Bloom's description Britain's foreign aid budget as treason is of course the product of ignorance, not to mention mendacity. At 0.7 percent of GDP the amount we're talking about is hardly cause for the kind of moral panic whipped up in the pages of the Daily Mail. On the contrary it conforms to the percentage of GDP agreed by the UN 35 years ago as development aid to poverty-stricken economies of the developing world, where an estimated 11 million children under the age of 5 continue to die year on year as a result of hunger and preventable disease.

The concept of interdependence may be an alien one in the narrow purview of Ukip's Godfrey Bloom and his ilk, but nonetheless it remains crucial to our understanding of foreign aid as the sine qua non of any serious attempt by nation's of the developed world to forestall mass migration by those seeking an escape from the absolute poverty that blights their lives.

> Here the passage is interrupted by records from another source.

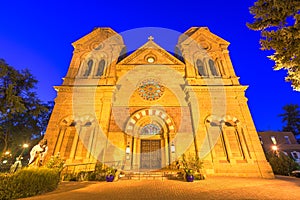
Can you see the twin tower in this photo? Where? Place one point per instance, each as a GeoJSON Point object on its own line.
{"type": "Point", "coordinates": [142, 110]}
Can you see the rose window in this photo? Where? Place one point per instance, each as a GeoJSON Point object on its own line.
{"type": "Point", "coordinates": [150, 90]}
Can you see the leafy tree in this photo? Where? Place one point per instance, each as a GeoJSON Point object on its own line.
{"type": "Point", "coordinates": [22, 114]}
{"type": "Point", "coordinates": [281, 164]}
{"type": "Point", "coordinates": [291, 117]}
{"type": "Point", "coordinates": [279, 23]}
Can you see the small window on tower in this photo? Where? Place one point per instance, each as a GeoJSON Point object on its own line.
{"type": "Point", "coordinates": [212, 68]}
{"type": "Point", "coordinates": [273, 140]}
{"type": "Point", "coordinates": [89, 68]}
{"type": "Point", "coordinates": [287, 139]}
{"type": "Point", "coordinates": [100, 69]}
{"type": "Point", "coordinates": [200, 67]}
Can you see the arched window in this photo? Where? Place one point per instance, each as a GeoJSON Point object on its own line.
{"type": "Point", "coordinates": [212, 68]}
{"type": "Point", "coordinates": [100, 68]}
{"type": "Point", "coordinates": [89, 68]}
{"type": "Point", "coordinates": [150, 129]}
{"type": "Point", "coordinates": [200, 67]}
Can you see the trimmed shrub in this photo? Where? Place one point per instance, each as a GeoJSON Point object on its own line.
{"type": "Point", "coordinates": [282, 164]}
{"type": "Point", "coordinates": [28, 182]}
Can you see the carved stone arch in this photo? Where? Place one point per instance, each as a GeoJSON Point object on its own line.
{"type": "Point", "coordinates": [200, 68]}
{"type": "Point", "coordinates": [155, 120]}
{"type": "Point", "coordinates": [100, 57]}
{"type": "Point", "coordinates": [82, 120]}
{"type": "Point", "coordinates": [213, 120]}
{"type": "Point", "coordinates": [66, 121]}
{"type": "Point", "coordinates": [220, 66]}
{"type": "Point", "coordinates": [135, 117]}
{"type": "Point", "coordinates": [230, 120]}
{"type": "Point", "coordinates": [214, 71]}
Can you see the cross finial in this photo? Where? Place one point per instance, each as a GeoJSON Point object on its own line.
{"type": "Point", "coordinates": [150, 38]}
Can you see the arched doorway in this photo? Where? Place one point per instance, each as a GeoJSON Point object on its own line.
{"type": "Point", "coordinates": [151, 146]}
{"type": "Point", "coordinates": [149, 136]}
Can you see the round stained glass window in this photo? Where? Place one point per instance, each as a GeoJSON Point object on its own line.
{"type": "Point", "coordinates": [150, 90]}
{"type": "Point", "coordinates": [150, 129]}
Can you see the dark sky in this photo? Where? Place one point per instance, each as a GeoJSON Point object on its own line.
{"type": "Point", "coordinates": [38, 35]}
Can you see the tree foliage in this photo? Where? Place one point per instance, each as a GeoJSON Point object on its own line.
{"type": "Point", "coordinates": [291, 118]}
{"type": "Point", "coordinates": [22, 114]}
{"type": "Point", "coordinates": [279, 23]}
{"type": "Point", "coordinates": [281, 164]}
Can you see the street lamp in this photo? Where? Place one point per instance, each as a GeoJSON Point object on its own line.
{"type": "Point", "coordinates": [275, 150]}
{"type": "Point", "coordinates": [173, 148]}
{"type": "Point", "coordinates": [24, 147]}
{"type": "Point", "coordinates": [127, 151]}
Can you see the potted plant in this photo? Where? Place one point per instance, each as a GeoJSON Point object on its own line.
{"type": "Point", "coordinates": [110, 174]}
{"type": "Point", "coordinates": [191, 165]}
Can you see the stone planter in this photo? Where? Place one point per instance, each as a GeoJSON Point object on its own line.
{"type": "Point", "coordinates": [109, 178]}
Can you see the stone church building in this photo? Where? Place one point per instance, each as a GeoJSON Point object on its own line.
{"type": "Point", "coordinates": [142, 110]}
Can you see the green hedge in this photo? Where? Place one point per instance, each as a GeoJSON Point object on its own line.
{"type": "Point", "coordinates": [282, 164]}
{"type": "Point", "coordinates": [28, 182]}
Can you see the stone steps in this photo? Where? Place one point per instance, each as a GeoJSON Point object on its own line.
{"type": "Point", "coordinates": [149, 176]}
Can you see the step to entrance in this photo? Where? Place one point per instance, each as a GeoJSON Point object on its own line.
{"type": "Point", "coordinates": [149, 176]}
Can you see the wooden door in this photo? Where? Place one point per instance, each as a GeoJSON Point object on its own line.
{"type": "Point", "coordinates": [150, 154]}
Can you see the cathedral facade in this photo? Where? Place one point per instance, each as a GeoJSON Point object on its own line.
{"type": "Point", "coordinates": [144, 110]}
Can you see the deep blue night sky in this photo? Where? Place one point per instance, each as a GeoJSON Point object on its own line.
{"type": "Point", "coordinates": [38, 36]}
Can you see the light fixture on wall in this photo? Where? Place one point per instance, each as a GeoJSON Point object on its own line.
{"type": "Point", "coordinates": [173, 148]}
{"type": "Point", "coordinates": [127, 151]}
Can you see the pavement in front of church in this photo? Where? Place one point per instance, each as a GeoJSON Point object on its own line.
{"type": "Point", "coordinates": [212, 188]}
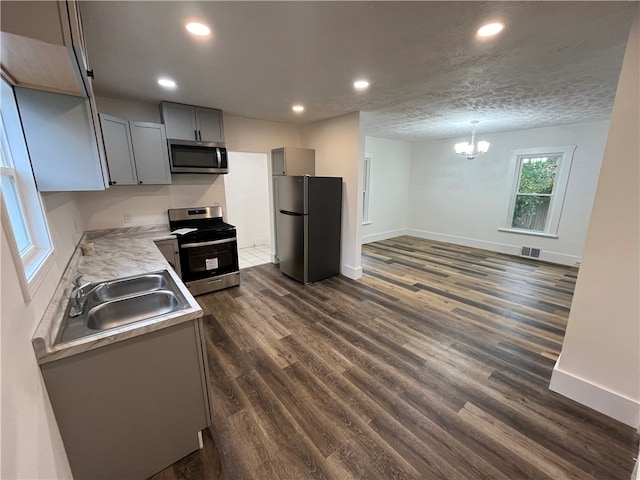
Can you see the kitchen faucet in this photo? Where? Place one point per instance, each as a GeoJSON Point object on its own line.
{"type": "Point", "coordinates": [79, 297]}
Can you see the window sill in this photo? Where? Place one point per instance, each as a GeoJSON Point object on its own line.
{"type": "Point", "coordinates": [528, 232]}
{"type": "Point", "coordinates": [38, 268]}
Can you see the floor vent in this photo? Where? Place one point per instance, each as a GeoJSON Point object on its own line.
{"type": "Point", "coordinates": [530, 252]}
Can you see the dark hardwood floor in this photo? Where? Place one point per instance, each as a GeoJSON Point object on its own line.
{"type": "Point", "coordinates": [435, 365]}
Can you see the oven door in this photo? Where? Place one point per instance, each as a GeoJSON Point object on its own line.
{"type": "Point", "coordinates": [205, 259]}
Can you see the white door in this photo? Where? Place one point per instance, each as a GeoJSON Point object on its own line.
{"type": "Point", "coordinates": [247, 194]}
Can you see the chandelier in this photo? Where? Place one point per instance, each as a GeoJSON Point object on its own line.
{"type": "Point", "coordinates": [469, 150]}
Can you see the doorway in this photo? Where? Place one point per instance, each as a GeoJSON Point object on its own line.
{"type": "Point", "coordinates": [247, 197]}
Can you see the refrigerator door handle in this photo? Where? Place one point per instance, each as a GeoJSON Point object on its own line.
{"type": "Point", "coordinates": [294, 214]}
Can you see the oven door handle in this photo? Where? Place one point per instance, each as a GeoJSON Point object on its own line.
{"type": "Point", "coordinates": [206, 244]}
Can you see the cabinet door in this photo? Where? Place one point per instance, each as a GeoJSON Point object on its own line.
{"type": "Point", "coordinates": [150, 153]}
{"type": "Point", "coordinates": [209, 123]}
{"type": "Point", "coordinates": [179, 121]}
{"type": "Point", "coordinates": [61, 138]}
{"type": "Point", "coordinates": [119, 150]}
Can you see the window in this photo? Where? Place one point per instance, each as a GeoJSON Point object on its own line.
{"type": "Point", "coordinates": [540, 181]}
{"type": "Point", "coordinates": [365, 190]}
{"type": "Point", "coordinates": [22, 213]}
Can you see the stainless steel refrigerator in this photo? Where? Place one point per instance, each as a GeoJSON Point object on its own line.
{"type": "Point", "coordinates": [308, 224]}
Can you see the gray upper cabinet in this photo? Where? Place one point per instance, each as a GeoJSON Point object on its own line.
{"type": "Point", "coordinates": [119, 150]}
{"type": "Point", "coordinates": [150, 153]}
{"type": "Point", "coordinates": [136, 152]}
{"type": "Point", "coordinates": [61, 137]}
{"type": "Point", "coordinates": [188, 122]}
{"type": "Point", "coordinates": [179, 120]}
{"type": "Point", "coordinates": [209, 123]}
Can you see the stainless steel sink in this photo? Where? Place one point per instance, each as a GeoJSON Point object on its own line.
{"type": "Point", "coordinates": [122, 311]}
{"type": "Point", "coordinates": [129, 286]}
{"type": "Point", "coordinates": [121, 302]}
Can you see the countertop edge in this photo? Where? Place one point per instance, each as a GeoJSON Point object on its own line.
{"type": "Point", "coordinates": [149, 260]}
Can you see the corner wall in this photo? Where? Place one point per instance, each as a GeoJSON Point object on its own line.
{"type": "Point", "coordinates": [31, 443]}
{"type": "Point", "coordinates": [339, 148]}
{"type": "Point", "coordinates": [600, 361]}
{"type": "Point", "coordinates": [388, 193]}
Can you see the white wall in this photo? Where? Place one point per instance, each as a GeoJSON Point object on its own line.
{"type": "Point", "coordinates": [388, 188]}
{"type": "Point", "coordinates": [600, 361]}
{"type": "Point", "coordinates": [465, 201]}
{"type": "Point", "coordinates": [31, 443]}
{"type": "Point", "coordinates": [248, 201]}
{"type": "Point", "coordinates": [339, 147]}
{"type": "Point", "coordinates": [148, 204]}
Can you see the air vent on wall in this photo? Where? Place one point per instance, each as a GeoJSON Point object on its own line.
{"type": "Point", "coordinates": [530, 252]}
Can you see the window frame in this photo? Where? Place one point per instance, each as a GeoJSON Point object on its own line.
{"type": "Point", "coordinates": [557, 197]}
{"type": "Point", "coordinates": [366, 190]}
{"type": "Point", "coordinates": [33, 264]}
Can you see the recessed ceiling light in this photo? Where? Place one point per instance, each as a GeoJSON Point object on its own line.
{"type": "Point", "coordinates": [166, 83]}
{"type": "Point", "coordinates": [199, 29]}
{"type": "Point", "coordinates": [490, 29]}
{"type": "Point", "coordinates": [361, 85]}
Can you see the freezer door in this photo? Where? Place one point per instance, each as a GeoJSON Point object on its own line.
{"type": "Point", "coordinates": [291, 194]}
{"type": "Point", "coordinates": [290, 238]}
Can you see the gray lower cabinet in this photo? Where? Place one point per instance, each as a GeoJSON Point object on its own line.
{"type": "Point", "coordinates": [169, 249]}
{"type": "Point", "coordinates": [132, 408]}
{"type": "Point", "coordinates": [136, 152]}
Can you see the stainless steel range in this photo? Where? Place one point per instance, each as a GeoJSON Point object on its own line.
{"type": "Point", "coordinates": [208, 254]}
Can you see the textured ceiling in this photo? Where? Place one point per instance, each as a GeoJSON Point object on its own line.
{"type": "Point", "coordinates": [555, 62]}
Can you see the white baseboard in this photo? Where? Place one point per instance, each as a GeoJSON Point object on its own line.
{"type": "Point", "coordinates": [612, 404]}
{"type": "Point", "coordinates": [351, 272]}
{"type": "Point", "coordinates": [376, 237]}
{"type": "Point", "coordinates": [546, 255]}
{"type": "Point", "coordinates": [252, 242]}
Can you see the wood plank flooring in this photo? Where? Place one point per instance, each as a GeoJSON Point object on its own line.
{"type": "Point", "coordinates": [434, 366]}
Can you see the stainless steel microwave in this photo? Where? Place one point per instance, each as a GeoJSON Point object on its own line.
{"type": "Point", "coordinates": [188, 156]}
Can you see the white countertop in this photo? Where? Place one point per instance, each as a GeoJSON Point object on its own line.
{"type": "Point", "coordinates": [121, 252]}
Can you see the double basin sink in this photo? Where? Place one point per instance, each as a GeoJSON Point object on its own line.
{"type": "Point", "coordinates": [119, 302]}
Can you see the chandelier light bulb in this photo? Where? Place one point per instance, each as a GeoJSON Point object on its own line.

There is also the moral case for foreign aid, which if made on the basis of justice would see the current level increased by a factor of at least 100 given the history of exploitation of the human and natural resources of the Global South by the North, responsible for the huge disparity in wealth and development.

On a wider note, isn't it instructive that the use of the word Bonga Bonga Land to describe the developing world induces such condemnation from a Tory-led government that has mounted one of the most targeted and vicious campaigns of demonisation against the poor in its own country of any in living memory?

Public attitudes towards austerity, welfare reform, immigration (which for many is indistinguishable from foreign aid in that both are increasingly viewed through a xenophobic prism) reveal that on these issues the Right has won the battle of ideas.

A supine Labour Party leadership, currently more concerned with attacking the unions at the behest of the Tories than pushing a strong alternative to austerity and its attendant assumptions on issues such as immigration, has much to answer for.